The images, narratives, and creative works of celebrity culture can be functional in other ways besides surface-level entertainment. The people we lift up can serve as role models, examples of right (or sometimes very wrong) behavior, and most often they are blank canvases on which we quite liberally project our own biases, insecurities, hopes, prejudices, and desires. Celebrity culture produces a series of high-profile mirrors, each of which offers you a reflection of some aspect of yourself. Whether or not you choose to gaze into the looking glass as it hangs on your (Facebook) wall, you cannot deny the influence of this machinery.
What then are we to think about Pagan celebrity?
Do the mechanics of illusion function in the same way in our sub-culture?

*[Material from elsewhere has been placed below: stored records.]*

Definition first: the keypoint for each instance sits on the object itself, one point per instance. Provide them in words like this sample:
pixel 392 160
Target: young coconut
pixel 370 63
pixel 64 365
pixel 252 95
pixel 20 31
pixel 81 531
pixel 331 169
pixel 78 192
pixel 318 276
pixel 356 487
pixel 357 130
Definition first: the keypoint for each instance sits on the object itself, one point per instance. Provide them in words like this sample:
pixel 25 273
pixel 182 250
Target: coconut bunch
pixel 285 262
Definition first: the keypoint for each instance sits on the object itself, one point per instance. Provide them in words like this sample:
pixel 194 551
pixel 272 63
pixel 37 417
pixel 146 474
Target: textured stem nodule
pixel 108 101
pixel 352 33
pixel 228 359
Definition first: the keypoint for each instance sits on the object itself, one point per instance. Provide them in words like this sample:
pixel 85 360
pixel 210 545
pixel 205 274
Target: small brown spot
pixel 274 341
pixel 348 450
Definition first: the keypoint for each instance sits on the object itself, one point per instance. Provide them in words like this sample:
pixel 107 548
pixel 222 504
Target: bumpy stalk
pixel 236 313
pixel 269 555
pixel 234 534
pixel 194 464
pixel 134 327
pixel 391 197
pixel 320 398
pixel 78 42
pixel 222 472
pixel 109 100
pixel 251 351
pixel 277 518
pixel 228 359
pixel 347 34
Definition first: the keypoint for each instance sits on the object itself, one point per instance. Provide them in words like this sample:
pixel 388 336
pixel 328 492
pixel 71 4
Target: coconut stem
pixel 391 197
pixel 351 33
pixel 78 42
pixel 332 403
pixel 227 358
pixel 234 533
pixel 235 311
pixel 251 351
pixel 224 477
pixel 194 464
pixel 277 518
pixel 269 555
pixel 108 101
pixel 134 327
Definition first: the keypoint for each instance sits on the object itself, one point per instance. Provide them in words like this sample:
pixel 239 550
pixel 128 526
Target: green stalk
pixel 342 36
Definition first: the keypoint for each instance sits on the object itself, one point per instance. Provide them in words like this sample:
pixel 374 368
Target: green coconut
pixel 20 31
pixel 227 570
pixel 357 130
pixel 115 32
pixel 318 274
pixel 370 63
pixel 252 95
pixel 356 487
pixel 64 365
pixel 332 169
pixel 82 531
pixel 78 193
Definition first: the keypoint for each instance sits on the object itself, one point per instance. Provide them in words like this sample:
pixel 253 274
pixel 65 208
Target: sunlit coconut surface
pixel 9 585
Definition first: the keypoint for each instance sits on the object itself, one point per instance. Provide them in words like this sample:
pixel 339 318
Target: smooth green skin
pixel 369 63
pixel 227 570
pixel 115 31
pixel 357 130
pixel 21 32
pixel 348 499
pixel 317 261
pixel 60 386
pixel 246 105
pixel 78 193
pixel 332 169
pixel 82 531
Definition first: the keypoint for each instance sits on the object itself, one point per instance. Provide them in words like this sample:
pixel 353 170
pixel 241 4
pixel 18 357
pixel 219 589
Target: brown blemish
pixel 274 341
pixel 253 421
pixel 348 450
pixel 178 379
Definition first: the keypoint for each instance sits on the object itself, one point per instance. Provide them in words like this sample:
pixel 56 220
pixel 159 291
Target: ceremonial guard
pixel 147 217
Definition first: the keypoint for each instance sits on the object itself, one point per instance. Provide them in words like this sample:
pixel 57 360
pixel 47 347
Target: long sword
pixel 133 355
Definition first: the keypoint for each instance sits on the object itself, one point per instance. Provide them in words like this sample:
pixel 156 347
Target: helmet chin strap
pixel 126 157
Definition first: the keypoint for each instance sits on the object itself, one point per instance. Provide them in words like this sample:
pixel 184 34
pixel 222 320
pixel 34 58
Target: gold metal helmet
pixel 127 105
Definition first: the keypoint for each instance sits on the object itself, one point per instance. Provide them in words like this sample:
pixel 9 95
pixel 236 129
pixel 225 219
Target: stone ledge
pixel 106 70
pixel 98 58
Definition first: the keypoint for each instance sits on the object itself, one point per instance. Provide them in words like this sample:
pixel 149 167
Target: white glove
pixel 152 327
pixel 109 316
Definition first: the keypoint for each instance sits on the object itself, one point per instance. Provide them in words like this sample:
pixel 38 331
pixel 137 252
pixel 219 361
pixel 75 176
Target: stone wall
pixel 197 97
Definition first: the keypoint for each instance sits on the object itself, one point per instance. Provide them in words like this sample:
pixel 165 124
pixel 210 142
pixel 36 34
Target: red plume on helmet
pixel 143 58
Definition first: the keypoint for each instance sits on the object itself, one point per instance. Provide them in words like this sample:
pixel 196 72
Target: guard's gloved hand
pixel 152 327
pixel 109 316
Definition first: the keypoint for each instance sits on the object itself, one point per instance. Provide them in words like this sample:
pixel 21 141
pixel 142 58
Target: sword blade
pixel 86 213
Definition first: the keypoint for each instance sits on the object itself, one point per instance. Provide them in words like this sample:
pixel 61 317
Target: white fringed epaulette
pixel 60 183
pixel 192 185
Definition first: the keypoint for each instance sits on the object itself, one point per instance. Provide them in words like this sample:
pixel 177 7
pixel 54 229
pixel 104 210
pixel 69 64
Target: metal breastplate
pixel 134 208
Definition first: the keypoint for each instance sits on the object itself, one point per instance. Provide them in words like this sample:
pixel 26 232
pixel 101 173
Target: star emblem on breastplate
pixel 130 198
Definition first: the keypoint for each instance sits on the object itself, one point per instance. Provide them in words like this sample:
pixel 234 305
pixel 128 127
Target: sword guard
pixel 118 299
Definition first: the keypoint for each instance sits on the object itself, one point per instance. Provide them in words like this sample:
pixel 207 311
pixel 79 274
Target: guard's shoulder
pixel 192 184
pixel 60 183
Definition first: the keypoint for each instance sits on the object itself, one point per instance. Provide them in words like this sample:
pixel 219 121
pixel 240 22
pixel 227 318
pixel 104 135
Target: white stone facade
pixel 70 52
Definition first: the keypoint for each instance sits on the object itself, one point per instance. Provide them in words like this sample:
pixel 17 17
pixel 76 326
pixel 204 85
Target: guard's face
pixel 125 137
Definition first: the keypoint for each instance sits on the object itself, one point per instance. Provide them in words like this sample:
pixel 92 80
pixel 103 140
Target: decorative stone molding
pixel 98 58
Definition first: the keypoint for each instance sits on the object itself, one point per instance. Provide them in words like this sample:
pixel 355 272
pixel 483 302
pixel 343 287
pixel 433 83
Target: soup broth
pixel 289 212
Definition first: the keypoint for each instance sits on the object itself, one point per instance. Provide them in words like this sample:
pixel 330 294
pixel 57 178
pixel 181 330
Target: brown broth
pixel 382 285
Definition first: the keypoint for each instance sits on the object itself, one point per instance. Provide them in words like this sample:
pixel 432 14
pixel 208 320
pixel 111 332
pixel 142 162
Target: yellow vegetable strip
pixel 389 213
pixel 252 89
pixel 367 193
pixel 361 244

T Thorn Coyle captivated me from the moment I first saw her. She has that thing that celebrities have. When she looks at you, you feel as though she is really seeing you. She is very much in her body, too, which is something else she has in common with many of the celebrities I’ve met. She understands her flesh, and she isn’t bashful about it. She owns her space. She commands attention. She has presence.
Thorn was one of the first Pagan celebrities I met face-to-face. She was also one of the first Pagan celebrities who connected with the less public side of my life, offering me insight, advice, and direction during a time when I needed it. In that moment, it was the real connecting with the real. The currency of celebrity did not matter.

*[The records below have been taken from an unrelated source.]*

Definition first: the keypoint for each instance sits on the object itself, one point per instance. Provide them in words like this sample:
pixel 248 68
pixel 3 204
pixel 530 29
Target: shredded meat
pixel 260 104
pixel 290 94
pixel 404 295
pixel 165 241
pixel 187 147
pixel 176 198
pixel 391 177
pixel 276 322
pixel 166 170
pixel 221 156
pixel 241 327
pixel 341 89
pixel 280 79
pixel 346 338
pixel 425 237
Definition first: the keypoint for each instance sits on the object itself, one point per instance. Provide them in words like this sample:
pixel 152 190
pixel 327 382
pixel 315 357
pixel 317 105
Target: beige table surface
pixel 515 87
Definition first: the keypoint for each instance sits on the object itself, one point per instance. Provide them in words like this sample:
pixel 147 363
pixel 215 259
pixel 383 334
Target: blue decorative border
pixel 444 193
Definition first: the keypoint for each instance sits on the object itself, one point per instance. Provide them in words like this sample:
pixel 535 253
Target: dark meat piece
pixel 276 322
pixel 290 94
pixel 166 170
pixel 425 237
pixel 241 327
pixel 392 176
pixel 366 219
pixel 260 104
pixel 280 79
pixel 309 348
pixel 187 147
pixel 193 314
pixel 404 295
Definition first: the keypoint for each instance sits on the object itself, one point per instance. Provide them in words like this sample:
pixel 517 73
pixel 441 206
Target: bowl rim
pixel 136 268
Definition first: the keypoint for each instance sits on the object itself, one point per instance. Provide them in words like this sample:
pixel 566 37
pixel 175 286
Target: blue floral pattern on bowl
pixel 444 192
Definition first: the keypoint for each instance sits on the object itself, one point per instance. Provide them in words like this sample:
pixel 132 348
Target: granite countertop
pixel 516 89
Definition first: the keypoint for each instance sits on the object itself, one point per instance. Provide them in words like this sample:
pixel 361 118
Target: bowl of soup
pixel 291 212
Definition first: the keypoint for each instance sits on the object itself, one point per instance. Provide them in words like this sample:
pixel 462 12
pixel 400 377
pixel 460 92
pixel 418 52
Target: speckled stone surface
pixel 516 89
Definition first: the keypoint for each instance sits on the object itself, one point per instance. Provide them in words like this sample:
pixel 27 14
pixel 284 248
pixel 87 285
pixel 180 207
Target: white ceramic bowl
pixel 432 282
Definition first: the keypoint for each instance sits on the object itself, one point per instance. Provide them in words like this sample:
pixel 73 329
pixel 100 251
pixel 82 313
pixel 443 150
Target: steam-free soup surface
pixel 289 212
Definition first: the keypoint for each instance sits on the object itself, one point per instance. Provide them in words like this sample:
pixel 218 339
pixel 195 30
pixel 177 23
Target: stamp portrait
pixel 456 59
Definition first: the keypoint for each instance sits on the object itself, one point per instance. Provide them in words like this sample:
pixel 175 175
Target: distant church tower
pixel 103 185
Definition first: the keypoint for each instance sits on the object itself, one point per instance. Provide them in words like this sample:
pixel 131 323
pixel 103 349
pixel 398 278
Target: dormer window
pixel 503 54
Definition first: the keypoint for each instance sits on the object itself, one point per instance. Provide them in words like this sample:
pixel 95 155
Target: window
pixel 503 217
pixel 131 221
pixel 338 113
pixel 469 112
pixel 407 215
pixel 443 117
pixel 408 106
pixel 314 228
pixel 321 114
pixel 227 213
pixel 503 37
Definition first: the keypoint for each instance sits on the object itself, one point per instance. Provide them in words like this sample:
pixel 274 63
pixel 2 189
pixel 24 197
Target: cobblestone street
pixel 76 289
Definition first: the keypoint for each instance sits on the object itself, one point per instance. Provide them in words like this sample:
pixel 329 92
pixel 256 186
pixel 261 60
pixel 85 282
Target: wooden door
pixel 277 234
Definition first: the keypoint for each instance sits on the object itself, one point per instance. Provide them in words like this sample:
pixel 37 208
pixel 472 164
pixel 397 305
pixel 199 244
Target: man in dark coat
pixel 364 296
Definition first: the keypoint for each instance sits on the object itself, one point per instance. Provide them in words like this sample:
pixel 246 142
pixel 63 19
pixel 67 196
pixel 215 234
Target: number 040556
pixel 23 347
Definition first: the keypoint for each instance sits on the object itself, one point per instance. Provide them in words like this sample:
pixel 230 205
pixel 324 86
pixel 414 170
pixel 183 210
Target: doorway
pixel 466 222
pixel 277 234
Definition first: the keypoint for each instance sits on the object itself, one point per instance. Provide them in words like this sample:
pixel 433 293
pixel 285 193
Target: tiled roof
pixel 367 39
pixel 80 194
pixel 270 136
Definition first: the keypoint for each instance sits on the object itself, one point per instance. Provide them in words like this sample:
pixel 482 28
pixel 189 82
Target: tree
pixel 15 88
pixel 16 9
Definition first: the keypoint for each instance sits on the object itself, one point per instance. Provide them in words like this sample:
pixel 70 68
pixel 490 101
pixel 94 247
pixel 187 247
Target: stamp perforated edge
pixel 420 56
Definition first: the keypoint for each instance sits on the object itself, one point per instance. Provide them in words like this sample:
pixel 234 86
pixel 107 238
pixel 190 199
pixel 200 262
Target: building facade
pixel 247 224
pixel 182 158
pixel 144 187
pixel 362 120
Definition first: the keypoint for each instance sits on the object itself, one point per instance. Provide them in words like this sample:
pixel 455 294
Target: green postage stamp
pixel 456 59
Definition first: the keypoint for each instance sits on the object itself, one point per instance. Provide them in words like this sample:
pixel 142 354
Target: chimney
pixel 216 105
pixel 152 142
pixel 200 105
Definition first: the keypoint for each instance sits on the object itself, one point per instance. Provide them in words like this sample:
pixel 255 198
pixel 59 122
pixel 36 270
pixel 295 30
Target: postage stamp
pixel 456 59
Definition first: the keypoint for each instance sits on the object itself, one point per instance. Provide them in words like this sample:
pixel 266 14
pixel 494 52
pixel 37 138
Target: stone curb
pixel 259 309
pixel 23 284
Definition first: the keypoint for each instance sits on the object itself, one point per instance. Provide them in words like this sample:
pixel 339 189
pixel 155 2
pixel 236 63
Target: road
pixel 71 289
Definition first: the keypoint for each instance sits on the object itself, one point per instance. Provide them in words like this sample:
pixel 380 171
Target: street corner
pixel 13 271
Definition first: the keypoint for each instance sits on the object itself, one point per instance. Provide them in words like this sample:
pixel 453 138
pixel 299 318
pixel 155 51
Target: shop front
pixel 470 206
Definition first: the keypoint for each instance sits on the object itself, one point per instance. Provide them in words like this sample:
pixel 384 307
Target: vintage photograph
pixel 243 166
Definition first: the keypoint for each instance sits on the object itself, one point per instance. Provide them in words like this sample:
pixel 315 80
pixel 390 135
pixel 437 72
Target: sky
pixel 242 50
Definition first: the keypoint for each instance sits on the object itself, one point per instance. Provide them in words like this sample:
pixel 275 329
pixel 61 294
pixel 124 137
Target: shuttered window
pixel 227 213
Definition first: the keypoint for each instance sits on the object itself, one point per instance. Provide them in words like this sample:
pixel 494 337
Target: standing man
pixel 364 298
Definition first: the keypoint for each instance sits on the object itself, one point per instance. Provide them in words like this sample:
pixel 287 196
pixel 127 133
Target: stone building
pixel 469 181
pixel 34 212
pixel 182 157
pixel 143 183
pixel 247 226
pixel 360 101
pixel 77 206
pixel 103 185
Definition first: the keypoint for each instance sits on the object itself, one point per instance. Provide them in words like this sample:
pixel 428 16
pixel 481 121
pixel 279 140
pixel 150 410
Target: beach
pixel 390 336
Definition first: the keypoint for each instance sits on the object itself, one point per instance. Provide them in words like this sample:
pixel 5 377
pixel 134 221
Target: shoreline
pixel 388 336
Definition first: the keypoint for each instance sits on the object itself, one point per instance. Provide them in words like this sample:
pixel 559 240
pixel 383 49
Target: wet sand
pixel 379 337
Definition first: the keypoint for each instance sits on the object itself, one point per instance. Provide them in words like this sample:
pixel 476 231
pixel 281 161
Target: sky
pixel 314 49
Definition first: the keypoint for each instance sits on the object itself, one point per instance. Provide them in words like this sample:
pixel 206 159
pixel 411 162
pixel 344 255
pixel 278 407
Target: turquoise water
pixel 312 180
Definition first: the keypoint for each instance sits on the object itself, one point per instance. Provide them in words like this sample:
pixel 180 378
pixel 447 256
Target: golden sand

I don’t know why Thorn started out as a celebrity figure for me. I can’t quite place it. I was inoculated for celebrity at a very young age, but somehow I got the Thorn bug. Maybe it’s the way that she speaks so clearly about harnessing one’s will, or using one’s own power to affect change in their life. She’s a self-professed magic worker, and that sense of sovereignty is so attractive to me. Self-possession and self-direction have always been challenges for me. Thorn displays through her own example (or at least the example that she offers us to see) some aspect of myself that I would like to develop.
Then that’s it — that’s why. Thorn served, at first, as a Pagan celebrity who demonstrated how one person could be embodied, aware, relentless, compassionate and thoughtful. She demonstrated behaviors that I wished to emulate. She was a person I could imagine modeling myself after.

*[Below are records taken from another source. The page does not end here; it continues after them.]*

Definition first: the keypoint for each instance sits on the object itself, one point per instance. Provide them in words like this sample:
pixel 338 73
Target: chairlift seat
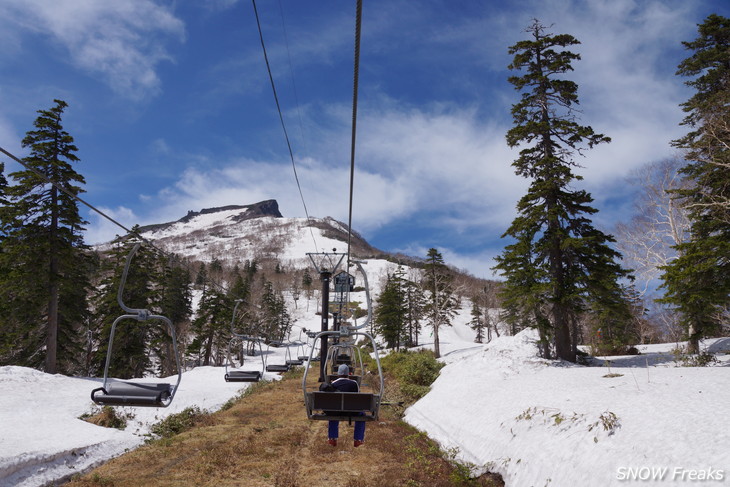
pixel 277 368
pixel 133 394
pixel 343 406
pixel 243 376
pixel 343 359
pixel 333 377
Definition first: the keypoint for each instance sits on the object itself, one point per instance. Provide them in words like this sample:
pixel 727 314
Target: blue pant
pixel 333 431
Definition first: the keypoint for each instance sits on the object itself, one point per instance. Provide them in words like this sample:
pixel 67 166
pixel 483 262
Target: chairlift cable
pixel 291 73
pixel 356 76
pixel 93 208
pixel 281 118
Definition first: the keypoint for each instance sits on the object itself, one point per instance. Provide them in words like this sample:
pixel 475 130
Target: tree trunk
pixel 52 333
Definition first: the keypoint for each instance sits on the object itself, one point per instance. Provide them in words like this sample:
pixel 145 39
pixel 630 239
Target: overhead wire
pixel 281 119
pixel 291 72
pixel 66 191
pixel 356 76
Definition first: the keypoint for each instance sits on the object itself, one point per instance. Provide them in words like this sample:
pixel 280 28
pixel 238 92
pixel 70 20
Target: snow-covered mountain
pixel 233 234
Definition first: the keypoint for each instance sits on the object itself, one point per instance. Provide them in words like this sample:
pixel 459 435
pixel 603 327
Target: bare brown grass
pixel 266 440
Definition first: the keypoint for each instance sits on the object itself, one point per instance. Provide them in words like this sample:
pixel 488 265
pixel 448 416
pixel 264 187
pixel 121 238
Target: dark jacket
pixel 344 384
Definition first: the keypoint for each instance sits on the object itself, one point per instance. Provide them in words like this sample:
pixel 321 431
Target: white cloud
pixel 122 42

That is a function of celebrity.
Do the celebrities of Pagan culture serve that function in a different way than celebrities of the mainstream entertainment culture? Do we hold up people for the same reason, or for different ones? Are the expectations we might place on — say — the members of One Direction, a teen boy band, different than ones we would place on Ivo Dominguez Jr.?
What is the standard of realness for Pagan celebrities, and how does that differ from entertainment celebrities? Are we more permissive of the artificial when we consume the products of mainstream consumer culture than when we buy the books of our Pagan authors? Do we expect Pagan celebrities to be more real, or more authentic than other celebrities?
What is the function of Pagan celebrity?